一目惚れを信じない令嬢は、もう皇太子に会いたくない(2/2)
「お嬢様はご病気のため、どなたともお会いになられません」
翌日。私は物陰からこっそりと応接室の様子をうかがっていた。
「何だって!?」
使用人の言葉に、エドウィン様が驚愕したような反応を示す。
「ひどいのか!? すぐに見舞いに行かないと!」
「いけません! お医者様から、『一人で安静にしていないといけない』ときつく言われているのです!」
「だが……」
「お引き取りくださいませ。お嬢様のご病気が悪化してしまいます」
そこまで言われたら、エドウィン様も引き下がるしかない。やがて玄関扉が閉まる音がした。
「……本当によろしかったのですか?」
エドウィン様が帰るなり、先ほど彼の応対をしていた使用人が私の隠れ場所――階段下の物置へやって来て尋ねる。
「とても動揺していらっしゃいましたし、何だかお可哀想な気もしますが……」
「いいの」
物置から這い出て、頭についたクモの巣を取りながら断言する。ちっとも安静にしていないことからも分かる通り、さっき使用人がエドウィン様に告げたことは全くのデタラメだ。
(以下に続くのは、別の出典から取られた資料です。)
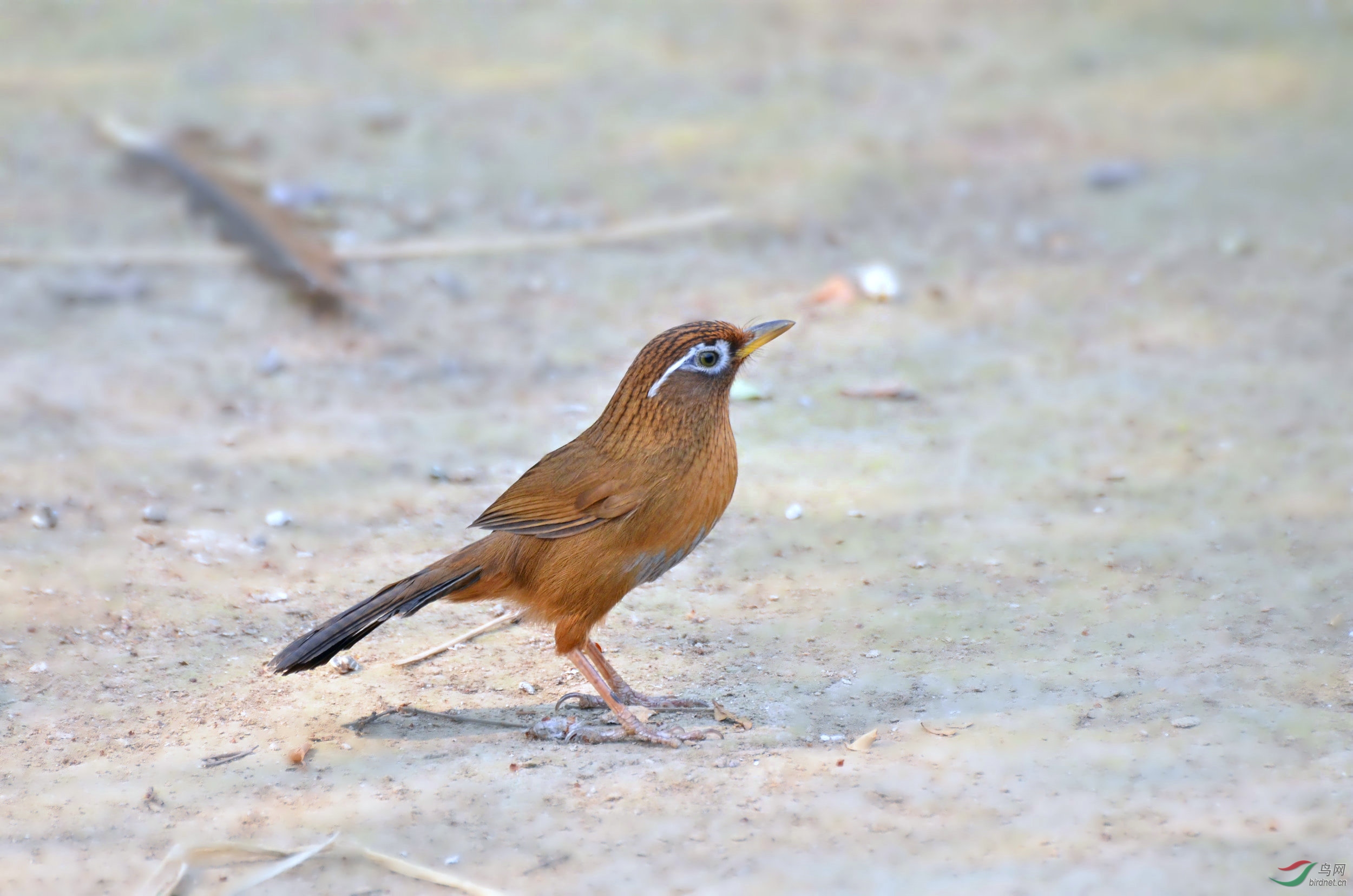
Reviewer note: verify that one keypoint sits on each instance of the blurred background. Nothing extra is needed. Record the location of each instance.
(1064, 425)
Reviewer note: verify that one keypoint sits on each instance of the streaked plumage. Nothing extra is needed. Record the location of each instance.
(618, 506)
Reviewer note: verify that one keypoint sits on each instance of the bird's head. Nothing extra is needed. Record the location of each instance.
(697, 360)
(684, 374)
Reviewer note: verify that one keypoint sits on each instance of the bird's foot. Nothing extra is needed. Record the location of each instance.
(585, 702)
(572, 730)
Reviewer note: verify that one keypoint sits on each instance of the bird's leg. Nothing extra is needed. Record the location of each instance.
(632, 726)
(621, 691)
(628, 695)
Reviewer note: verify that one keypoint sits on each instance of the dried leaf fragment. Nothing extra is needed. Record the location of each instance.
(834, 290)
(895, 392)
(723, 715)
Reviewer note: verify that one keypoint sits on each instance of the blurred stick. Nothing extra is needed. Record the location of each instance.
(405, 251)
(275, 239)
(461, 639)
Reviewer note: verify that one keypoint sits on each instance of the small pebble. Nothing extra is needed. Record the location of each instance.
(1236, 246)
(298, 195)
(747, 392)
(878, 282)
(271, 363)
(344, 665)
(1114, 174)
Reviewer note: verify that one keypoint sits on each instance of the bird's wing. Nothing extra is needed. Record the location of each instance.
(570, 490)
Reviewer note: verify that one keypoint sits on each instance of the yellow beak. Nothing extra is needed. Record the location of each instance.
(764, 333)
「こういうのが何日も続けば、流石にエドウィン様も諦めるでしょ。……ここ、もう少し掃除した方がいいわよ」
半ばガラクタ置き場と化している物置を指差しながら、私は階段を上っていく。今回の計画は中々順調な滑り出しだ。このままいけば、きっとエドウィン様の目が覚める日も近いだろう。
……と思っていた数時間後のことだった。
「クリスタ! 大丈夫か!?」
自室のベランダから聞こえてきた大声に、腰が抜けそうになった。窓越しにエドウィン様が立っている。
「な、なななな何で!? ここ二階ですよ!?」
「木を登ってきた。入れてくれないか?」
まさか皇太子を外に放り出したままにしておくわけにはいかないので、私は急いで窓を開ける。入室したエドウィン様は私の額に手のひらを当てた。
「熱はないみたいだな」
エドウィン様はほっとしたように言うと、ソファーに置いてあったブランケットを私の肩にかけた。
「寝てないとダメじゃないか。薬は? 飲んだのか?」
「いえ、あの……」
「思ったより元気そうで安心した。使用人が『今にも死にそうだ』とか言っていたから……」
そんな大げさな表現はしていなかったでしょう、と言いかけたけどやめた。これは私が知っているはずのない会話だ。
「……何しに来たんですか?」
「見舞いだ。降り立ったベランダが、運良く君の部屋に繋がっていて助かったよ。……ほら、卵粥だ。病人が食べられそうなもののレシピを城の料理人に聞いたんだ。口に合うといいんだが……」
エドウィン様は腰に下げていた陶器の瓶を渡してきた。中を見ると、まだ温かいお粥が入っている。もしかして、彼が自分で作ったんだろうか。
「面会謝絶なのは知っている。でも、どうしても君に会いたくて……。これで最期かもしれないから……」
エドウィン様はハンカチを取り出して目元をこすった。どうやら泣いているようだ。
……どうしよう。ものすごく申し訳ない。
今のピンピンした私を見れば、病気なんか嘘だってすぐに分かりそうなものだ。なのにエドウィン様はすっかり騙されて、私が明日をも知れぬ身だと思い込んでいる。
純粋と言うべきか、抜けていると言うべきか……。いや、「恋は盲目」ってやつなのかも。
……恋?
自分で考えておいて驚いた。最悪だ。今、私は認めてしまった。エドウィン様が私に恋してるって。しかも……それが本気の恋なんだって。
だってそうでしょう? 皇太子ともあろう人が、ちょっと興味を持ったっていうだけで木登りなんかしてくる? 自分でお粥なんか作る?
「……大丈夫です」
敗北感に包まれながら、私は今やべしょべしょに泣いているエドウィン様の腕を軽く叩いた。
「さっきお医者様が来てくれたんです。誤診だったそうです。私は病気じゃないんですよ」
「病気じゃ……ない……?」
エドウィン様は呆けたように言った。ヘナヘナと床に座り込む。
「そ、そうか……。よかった……」
そうかしら? 私にとっては、ちっともよくないんですけど?
だって、彼が本気だと分かったところで、私にはエドウィン様の気持ちを受け入れる気が全くないから。
半年前のあの日、私は誓ったんだ。もう恋なんか二度としない。愛とも恋とも無縁の生活を送る、と。
けれど、私のそんな固い決意なんか知るよしもないエドウィン様は、簡単には恋心を捨ててくれないだろう。
では、どうすればいいのか? どうすればエドウィン様は私を諦めてくれるのか?
まだ床に座り込んだままの求愛者を見ながら、私はじっと考え込んでいた。